Wüstner called on German defence manufacturers to expand capacity and introduce shift working, steps he described as necessary to move toward “a kind of war economy” if tensions continue to escalate.
Europe’s vulnerability is compounded, he argued, by Washington’s unreliability under Donald Trump, which has left the continent with what he called a “deterrence gap”.
The DBwV represents active and former soldiers, reservists and military personnel across Germany.
Iran war hands Putin a golden opportunity
The Iran war has handed Vladimir Putin an opening he will not waste, according to Wüstner.
“Strengthened by fresh income from oil sales and spurred on by the decreasing supply of air defence systems to Ukraine, he can further intensify his brutal attacks on the infrastructure and civilian population,” the DBwV chief told Handelsblatt.
Wüstner warned that Europe’s “deterrence gap” could embolden Russia to step up hybrid attacks — and raised the prospect of incursions on NATO’s eastern flank.
The Iran war, he argued, must not become a distraction from the threat on Europe’s doorstep.
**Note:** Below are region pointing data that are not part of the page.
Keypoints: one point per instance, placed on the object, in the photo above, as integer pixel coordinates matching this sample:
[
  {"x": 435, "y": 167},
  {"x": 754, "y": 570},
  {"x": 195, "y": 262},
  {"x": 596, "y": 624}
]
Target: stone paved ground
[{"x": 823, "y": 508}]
Rising oil prices are filling the Kremlin’s coffers
Three weeks into the conflict, the economic windfall for Moscow is already stark.
Brent crude was trading just below $71 a barrel two days before the first strikes.
It neared $120 at peak uncertainty and remains above $106 at the time of publication.
US WTI crude climbed from $65 to above $100 over the same period. Russia’s Urals blend has surged more than 66% over the past month, last trading above $96 a barrel.
The numbers translate directly into Kremlin revenue.
Instead of the $99bn (€86bn) projected for 2026, Moscow now stands to earn $169bn (€146bn) from oil exports alone, plus a further $50bn (€43bn) from gas — a total windfall of $84bn (€73bn) in additional raw material revenues and $45bn (€39bn) in extra state income.
Putin, meanwhile, is playing the statesman.
Positioning himself as a reliable energy partner, he told Europeans this week that Russia stood ready to supply oil and gas.
“We need signals from them that they are ready to co-operate with us,” he said.
US weapons bound for Ukraine are being diverted
The war is also squeezing Ukraine’s armoury.
Patriot anti-aircraft missiles urgently needed in Kyiv are being redirected to the Iran theatre — piling fresh pressure on European allies already stretched by years of military aid commitments, and on Germany in particular, which lacks sufficient air defence systems to protect its own airspace.